All three were released from state prison this year. Now they’re making, fitfully, the passage back into society. How well they do matters not only to them, but to the society they seek to rejoin. For these three are part of a great tide of prisoners being released as the United States shifts away from its mass incarceration policies of recent decades.
The women in a conference room at The News & Observer asked to be identified by only their first names. They were Amanda, 39, who served 16 years for the murder of her boyfriend; Shannon, 45, who served seven years for trafficking in prescription drugs; and Joyce, 48, a woman who has struggled with drugs and has served two prison terms, the latest being four years for robbery with a dangerous weapon.
The women had different stories but common problems. No credit. Little money. A hard time getting a car or finding a adequate public transportation. A lack of housing where landlords will accept them. Few or no family ties. And the stigma of having served time. Many job and housing opportunities evaporate after they acknowledge on an application that they have been convicted of a felony.
“I guess they feel like if she did it time, she’ll do it again,” Shannon said. “Everybody doesn't have that mentality. Yes, I made a mistake. Yes, I’ve done my time. No, I do not want to go back. My thing is you do what is right, live my life to the best of my ability and try to stay positive.”
Along with the practical problems of reentry, there’s the disorienting feeling of going from a regimented, isolated prison environment into a free, fast-changing world. Amanda went to by a cell phone as soon as she got out, but after 16 years away she grew so bewildered as the saleswoman asked her about phone options that she broke down in tears.

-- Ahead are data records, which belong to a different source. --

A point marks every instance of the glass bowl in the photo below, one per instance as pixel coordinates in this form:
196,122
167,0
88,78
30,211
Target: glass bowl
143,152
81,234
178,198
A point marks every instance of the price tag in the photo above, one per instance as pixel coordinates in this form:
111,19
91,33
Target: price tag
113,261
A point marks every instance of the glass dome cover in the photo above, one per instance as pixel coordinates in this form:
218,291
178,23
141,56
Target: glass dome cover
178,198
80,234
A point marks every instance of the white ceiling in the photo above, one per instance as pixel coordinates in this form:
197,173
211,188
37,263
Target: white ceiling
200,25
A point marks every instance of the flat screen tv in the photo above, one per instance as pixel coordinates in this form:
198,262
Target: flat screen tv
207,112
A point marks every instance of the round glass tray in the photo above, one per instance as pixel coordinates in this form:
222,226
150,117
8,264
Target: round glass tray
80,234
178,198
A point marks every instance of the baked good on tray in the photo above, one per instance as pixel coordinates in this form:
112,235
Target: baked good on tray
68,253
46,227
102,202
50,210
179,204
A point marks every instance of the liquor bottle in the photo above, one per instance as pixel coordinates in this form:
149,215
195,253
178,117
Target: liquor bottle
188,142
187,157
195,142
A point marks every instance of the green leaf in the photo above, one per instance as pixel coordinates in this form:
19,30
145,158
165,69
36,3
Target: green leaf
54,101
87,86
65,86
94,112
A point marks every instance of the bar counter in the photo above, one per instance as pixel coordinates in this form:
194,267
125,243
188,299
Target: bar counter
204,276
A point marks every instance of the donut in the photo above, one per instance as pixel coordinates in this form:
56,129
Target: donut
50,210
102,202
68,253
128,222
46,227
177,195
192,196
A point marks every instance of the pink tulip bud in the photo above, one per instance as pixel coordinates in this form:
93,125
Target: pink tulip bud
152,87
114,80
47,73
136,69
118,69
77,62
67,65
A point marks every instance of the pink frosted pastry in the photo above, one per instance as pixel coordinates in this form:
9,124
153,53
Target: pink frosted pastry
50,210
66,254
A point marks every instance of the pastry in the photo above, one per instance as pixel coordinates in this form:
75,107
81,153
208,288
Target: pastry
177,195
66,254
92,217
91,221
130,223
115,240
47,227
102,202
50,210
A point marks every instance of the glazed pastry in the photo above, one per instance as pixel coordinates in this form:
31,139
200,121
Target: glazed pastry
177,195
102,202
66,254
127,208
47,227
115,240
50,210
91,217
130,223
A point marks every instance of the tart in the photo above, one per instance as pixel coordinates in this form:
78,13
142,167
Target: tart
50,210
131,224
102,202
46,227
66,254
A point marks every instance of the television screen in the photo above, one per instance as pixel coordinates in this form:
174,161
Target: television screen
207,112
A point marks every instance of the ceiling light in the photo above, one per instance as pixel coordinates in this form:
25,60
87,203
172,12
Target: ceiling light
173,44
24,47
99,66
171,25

Joyce has the added complication of resisting a fall back into drug use and trying to find housing and work with a criminal record lengthened by multiple drug-related charges. “I struggle to stay clean,” she said. “When you are a felon and recovering drug addict, its like double trouble.”
Whether these and other former prisoners make the transitions back to stable lives will decide whether the nation’s move away from mass incarceration can be sustained. In North Carolina, about 40 percent of released prisons are re-arrested within two years and about 20 percent are sent back to prison.

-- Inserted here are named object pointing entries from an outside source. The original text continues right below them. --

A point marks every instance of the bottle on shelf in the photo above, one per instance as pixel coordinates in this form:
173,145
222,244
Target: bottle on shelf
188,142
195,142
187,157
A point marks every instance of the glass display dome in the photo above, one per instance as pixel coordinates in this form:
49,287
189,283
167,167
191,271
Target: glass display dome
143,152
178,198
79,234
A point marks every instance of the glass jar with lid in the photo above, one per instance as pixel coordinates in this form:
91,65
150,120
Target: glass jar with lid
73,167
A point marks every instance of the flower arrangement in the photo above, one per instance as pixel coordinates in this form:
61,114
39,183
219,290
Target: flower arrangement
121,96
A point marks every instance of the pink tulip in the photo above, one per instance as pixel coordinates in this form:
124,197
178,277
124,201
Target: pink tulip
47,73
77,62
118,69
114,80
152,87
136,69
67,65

People who work with released prisoners say the recidivism rate does not mean a high percentage of offenders are incorrigible. It means that government and nonprofit programs designed to guide and assist former prisoners are often fractured and underfunded and unable to offset the challenges and frustrations former prisoners face.
“If you make it hard to do the right thing, you make it easy to do what’s wrong,” said Dennis Gaddy, who assists former prisoners at the Raleigh-based nonprofit Community Success Initiative.
Gaddy said that the reentry process for ex-offenders is improving as the wave of returning prisoners grows. A key step has been the creation of “re-entry councils” a pilot project overseen by the state Department of Public Safety.
Amanda, Shannon and Joyce said more help with housing and employment would ease their path back to a regular life. They also said volunteers and mentors who work with them in prison should be given a means to work with them as they adjust to freedom. Sometimes they, they said, what they need most someone they know and can call.
Those who’ve paid their debt to society should get more help rejoining it.